A signal that the old categories of the culture wars no longer fit may be the fact that Cassie Bernall's story has been fairly well covered by a media often denounced by religious conservatives for anti-Christian bias. Barbara Bradley related on National Public Radio the details of Cassie's death in the first days after the murders. Peggy Wehmeyer reported the story repeatedly on ABC's evening news. The Washington Post carried Cassie's story on consecutive days, as did the New York Times, the Los Angeles Times, and many other papers.
There have been innumerable efforts to force the Littleton deaths into the well-worn grooves of social conflict-including some flat-footed attempts by Christian leaders. Franklin Graham, son of the evangelist Billy Graham, used the occasion to denounce the public schools. Boston's Roman Catholic cardinal, Bernard Law, criticized an American society in which guns are "too accessible and too acceptable." "What is causing all this turmoil?" asked Susan Swanson of Chicago's Luther Memorial Church when reached for comment by the Associated Press. "The media? TV? The Internet? Music? Or far-right-wing hate groups?"
Richard Cizik of the National Association of Evangelicals worries that "there are some Christian leaders who will use this as proof that there is a pattern of hatred for Christianity in America." An editor at a major Christian magazine complains about the "shameless manipulation of people's grief for evangelizing purposes." An important Protestant theologian warns that Cassie's story should be downplayed to keep it from providing ammunition to those Christian preachers who "pander" to Americans' "desire to pose as victims, when the real martyrs today are in China and Sudan."
When Vice President Gore made a mild speech calling upon God for help in mourning the Littleton students, he was attacked on culture-wars grounds from both the left and the right. In a column in the Washington Post, Richard Cohen mocked Gore for failing to make a strong call for gun control, and Focus on the Family's Tom Minnery demanded, "Why is it that only after it is too late . . . is secular government willing to acknowledge God?"

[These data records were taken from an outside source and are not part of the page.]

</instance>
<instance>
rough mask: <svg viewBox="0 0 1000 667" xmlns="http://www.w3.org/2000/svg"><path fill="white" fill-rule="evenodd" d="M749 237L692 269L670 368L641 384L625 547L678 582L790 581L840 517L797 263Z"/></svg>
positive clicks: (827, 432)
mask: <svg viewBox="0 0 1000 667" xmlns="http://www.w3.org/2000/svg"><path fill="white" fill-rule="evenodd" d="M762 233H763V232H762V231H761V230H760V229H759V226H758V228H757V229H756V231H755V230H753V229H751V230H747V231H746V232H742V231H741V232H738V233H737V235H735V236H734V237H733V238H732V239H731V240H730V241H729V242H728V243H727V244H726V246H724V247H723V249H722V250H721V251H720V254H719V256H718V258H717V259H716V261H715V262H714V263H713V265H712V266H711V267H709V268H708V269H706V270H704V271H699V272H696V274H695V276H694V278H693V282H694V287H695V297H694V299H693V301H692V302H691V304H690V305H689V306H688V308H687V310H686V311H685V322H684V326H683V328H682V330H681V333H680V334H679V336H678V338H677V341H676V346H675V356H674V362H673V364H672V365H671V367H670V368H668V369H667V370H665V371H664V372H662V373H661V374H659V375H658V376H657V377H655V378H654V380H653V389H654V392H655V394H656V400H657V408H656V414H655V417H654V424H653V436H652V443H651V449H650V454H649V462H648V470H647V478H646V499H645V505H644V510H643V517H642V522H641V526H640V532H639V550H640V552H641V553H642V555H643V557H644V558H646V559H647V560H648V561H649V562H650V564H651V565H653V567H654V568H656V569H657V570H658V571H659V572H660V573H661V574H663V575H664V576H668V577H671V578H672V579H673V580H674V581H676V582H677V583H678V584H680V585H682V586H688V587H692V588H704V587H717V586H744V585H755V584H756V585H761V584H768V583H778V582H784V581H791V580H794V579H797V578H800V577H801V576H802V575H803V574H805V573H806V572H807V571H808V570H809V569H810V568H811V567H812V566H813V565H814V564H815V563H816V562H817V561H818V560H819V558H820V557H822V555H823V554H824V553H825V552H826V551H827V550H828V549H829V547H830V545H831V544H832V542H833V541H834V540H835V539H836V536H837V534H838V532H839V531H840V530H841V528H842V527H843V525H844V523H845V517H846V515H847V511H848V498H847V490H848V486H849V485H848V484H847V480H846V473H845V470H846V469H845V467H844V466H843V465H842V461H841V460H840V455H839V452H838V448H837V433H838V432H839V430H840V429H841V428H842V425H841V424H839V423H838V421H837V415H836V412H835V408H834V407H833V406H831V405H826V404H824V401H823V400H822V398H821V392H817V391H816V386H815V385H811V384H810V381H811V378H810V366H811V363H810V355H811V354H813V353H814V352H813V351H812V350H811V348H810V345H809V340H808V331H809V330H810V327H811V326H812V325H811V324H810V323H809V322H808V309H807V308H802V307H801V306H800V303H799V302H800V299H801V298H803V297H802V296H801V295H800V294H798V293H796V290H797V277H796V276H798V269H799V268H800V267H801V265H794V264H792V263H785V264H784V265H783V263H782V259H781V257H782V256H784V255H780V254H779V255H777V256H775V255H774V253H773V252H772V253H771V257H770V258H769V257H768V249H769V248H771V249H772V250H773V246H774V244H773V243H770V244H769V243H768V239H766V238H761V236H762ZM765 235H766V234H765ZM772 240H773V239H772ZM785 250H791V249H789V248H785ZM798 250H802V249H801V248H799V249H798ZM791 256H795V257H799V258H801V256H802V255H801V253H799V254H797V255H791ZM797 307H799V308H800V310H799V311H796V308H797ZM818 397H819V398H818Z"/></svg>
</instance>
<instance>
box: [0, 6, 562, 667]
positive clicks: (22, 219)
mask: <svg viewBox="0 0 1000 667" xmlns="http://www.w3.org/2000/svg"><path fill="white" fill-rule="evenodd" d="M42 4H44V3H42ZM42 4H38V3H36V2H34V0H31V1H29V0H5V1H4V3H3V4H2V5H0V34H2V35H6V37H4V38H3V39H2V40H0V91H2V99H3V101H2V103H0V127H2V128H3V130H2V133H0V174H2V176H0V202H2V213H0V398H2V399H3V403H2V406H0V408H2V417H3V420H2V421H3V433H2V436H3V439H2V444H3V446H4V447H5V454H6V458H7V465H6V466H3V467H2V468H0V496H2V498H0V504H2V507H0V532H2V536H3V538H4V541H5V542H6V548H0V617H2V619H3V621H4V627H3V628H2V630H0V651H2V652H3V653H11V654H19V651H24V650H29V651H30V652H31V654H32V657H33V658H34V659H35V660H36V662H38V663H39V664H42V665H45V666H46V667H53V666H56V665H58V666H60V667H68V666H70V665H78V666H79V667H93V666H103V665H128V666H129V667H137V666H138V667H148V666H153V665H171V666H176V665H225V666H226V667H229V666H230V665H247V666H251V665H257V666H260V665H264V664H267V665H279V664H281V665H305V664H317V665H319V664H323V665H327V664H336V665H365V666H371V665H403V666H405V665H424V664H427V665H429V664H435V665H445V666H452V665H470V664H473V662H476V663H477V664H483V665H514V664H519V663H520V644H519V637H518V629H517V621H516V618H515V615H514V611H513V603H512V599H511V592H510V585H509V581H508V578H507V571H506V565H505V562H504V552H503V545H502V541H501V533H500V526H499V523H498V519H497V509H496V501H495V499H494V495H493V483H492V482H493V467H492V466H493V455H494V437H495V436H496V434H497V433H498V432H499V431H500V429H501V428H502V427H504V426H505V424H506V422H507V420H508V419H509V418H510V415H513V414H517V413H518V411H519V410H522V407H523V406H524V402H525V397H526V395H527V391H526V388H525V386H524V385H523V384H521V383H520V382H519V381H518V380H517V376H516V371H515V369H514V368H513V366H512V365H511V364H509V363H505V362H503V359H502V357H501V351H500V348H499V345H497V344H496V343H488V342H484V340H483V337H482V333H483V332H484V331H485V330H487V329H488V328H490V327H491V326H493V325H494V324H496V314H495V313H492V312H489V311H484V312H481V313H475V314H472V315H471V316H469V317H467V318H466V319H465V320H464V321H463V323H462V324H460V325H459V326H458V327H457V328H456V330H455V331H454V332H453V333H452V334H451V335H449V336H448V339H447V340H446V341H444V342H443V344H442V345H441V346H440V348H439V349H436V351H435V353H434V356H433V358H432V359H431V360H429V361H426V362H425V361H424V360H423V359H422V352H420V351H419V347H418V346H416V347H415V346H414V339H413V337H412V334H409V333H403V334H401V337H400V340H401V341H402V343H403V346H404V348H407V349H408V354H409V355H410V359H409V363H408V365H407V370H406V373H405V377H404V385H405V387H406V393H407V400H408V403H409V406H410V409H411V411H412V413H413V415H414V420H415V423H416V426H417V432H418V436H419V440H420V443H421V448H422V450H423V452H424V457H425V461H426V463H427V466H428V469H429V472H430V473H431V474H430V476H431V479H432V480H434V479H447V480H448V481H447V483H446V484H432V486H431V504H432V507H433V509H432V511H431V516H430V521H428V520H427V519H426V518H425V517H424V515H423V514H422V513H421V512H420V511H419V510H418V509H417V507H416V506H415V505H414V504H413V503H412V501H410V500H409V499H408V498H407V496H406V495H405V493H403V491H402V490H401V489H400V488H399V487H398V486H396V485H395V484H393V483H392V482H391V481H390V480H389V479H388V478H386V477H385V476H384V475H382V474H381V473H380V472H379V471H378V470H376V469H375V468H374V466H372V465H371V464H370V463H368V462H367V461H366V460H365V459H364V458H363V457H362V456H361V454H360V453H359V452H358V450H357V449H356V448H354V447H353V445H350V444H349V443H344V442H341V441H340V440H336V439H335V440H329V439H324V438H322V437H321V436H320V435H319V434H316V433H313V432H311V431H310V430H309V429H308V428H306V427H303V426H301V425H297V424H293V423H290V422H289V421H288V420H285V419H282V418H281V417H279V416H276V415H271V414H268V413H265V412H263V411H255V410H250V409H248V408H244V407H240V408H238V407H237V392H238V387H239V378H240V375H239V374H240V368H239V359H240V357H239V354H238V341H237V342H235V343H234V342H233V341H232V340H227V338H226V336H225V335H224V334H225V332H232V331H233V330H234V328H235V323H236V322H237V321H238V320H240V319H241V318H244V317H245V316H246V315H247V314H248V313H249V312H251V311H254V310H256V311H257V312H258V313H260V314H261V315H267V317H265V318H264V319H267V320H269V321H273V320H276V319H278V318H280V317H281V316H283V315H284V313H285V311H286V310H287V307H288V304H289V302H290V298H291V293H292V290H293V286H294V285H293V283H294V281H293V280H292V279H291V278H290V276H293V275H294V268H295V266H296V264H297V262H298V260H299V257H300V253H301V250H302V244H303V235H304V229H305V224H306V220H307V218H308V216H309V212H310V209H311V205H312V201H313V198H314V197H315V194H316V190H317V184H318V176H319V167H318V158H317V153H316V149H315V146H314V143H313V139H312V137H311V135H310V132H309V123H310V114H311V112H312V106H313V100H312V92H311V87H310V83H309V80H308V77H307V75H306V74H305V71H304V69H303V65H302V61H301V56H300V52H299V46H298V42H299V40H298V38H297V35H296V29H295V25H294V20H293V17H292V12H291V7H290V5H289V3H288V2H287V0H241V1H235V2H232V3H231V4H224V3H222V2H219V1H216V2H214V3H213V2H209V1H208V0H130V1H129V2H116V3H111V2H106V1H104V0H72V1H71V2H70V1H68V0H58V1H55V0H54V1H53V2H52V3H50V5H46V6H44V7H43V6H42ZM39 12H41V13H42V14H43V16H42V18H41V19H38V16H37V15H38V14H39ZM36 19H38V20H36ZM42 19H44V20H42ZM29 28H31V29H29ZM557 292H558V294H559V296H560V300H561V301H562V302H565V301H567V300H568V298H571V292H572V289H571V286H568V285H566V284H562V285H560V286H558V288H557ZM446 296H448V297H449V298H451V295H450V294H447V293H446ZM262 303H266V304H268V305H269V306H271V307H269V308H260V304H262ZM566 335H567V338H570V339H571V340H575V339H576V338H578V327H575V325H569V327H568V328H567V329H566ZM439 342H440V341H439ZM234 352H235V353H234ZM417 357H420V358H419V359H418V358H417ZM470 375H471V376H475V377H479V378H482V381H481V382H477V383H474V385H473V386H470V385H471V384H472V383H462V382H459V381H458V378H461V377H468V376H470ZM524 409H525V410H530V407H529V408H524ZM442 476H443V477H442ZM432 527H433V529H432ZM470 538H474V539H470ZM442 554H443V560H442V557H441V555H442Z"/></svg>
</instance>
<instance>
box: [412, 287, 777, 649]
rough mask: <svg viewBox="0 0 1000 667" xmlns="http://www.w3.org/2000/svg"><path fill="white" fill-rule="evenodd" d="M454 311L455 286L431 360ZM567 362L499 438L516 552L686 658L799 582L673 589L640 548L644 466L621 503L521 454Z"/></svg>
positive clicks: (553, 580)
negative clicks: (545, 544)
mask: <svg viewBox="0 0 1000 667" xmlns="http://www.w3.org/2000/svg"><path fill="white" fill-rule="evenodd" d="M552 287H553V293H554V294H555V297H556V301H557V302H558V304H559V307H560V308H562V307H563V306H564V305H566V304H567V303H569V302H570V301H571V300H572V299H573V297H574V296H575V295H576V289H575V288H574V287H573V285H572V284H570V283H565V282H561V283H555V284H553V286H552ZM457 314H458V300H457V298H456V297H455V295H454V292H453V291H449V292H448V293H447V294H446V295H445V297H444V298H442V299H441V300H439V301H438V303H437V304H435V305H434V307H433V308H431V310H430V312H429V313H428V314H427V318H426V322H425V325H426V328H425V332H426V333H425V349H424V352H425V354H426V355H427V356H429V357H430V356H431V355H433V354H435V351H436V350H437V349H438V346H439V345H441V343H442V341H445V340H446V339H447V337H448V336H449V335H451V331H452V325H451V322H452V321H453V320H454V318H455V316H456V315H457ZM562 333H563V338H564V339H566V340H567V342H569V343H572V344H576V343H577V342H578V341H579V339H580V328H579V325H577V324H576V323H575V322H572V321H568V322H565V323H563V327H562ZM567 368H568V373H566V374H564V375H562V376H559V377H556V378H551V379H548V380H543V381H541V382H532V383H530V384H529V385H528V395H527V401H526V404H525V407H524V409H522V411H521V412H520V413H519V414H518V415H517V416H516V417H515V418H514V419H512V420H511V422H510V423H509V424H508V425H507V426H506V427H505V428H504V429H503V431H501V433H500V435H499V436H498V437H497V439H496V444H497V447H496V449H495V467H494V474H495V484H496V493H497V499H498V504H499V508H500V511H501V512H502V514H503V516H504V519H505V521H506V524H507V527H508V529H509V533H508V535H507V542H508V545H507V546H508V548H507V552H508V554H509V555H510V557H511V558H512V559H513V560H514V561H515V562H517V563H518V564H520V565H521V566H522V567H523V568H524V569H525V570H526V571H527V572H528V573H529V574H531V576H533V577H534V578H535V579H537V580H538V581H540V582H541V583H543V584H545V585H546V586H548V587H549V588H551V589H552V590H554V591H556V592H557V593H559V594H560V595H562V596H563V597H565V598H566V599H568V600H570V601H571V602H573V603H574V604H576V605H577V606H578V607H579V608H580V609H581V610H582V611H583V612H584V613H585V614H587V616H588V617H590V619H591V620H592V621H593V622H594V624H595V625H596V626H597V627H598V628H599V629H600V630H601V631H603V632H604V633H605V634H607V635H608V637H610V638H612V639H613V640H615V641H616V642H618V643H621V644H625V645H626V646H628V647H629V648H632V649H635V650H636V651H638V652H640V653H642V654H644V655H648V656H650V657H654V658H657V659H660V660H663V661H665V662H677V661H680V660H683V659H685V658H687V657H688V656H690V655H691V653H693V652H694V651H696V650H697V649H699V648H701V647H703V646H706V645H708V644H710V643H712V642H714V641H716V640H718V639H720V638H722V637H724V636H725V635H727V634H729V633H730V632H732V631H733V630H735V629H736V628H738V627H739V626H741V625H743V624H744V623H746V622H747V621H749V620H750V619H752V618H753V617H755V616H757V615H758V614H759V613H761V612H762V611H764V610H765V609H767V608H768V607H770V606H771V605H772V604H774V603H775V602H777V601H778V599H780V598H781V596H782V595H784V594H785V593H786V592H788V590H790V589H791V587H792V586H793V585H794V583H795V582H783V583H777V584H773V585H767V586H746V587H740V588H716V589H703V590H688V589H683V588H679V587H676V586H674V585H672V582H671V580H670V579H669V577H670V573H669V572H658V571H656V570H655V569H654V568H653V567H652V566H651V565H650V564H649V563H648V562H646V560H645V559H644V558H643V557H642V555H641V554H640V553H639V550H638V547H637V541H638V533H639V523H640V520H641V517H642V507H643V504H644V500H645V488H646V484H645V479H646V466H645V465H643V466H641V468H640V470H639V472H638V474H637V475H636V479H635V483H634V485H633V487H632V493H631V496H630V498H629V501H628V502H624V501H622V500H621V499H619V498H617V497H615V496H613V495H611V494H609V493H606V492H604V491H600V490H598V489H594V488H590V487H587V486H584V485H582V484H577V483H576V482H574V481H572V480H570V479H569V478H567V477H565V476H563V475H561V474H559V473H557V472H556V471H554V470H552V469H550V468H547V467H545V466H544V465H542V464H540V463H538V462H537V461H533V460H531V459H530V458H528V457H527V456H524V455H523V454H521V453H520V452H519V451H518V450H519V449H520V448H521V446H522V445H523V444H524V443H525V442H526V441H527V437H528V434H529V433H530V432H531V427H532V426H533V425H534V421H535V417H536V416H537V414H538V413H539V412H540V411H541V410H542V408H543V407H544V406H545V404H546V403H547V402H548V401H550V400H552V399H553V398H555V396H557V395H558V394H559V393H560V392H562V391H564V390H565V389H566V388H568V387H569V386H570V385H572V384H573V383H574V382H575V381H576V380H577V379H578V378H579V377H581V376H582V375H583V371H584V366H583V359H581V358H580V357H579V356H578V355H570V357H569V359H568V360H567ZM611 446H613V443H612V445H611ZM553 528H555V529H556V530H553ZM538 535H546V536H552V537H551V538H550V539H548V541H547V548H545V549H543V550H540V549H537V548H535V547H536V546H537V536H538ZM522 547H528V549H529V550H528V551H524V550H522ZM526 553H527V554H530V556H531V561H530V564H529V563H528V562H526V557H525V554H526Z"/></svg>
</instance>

For a huge swath of Americans, this sort of rhetoric has come to seem quite dated in just the 12 days since Klebold and Harris put a gun to Cassie Bernall's head. They're hearing sermons about the surprising works of God in Colorado. They're reading Matthew 10:32: "Whosoever therefore shall confess me before men, him will I confess also before my Father." They're listening to a Catholic radio station in Michigan proclaim that Cassie has received "the white crown." They're not thinking about gun control, or grief counseling, or public schools, or the separation of church and state. They're thinking about a change of heart. They're full of astonishment at the birth of an American martyr.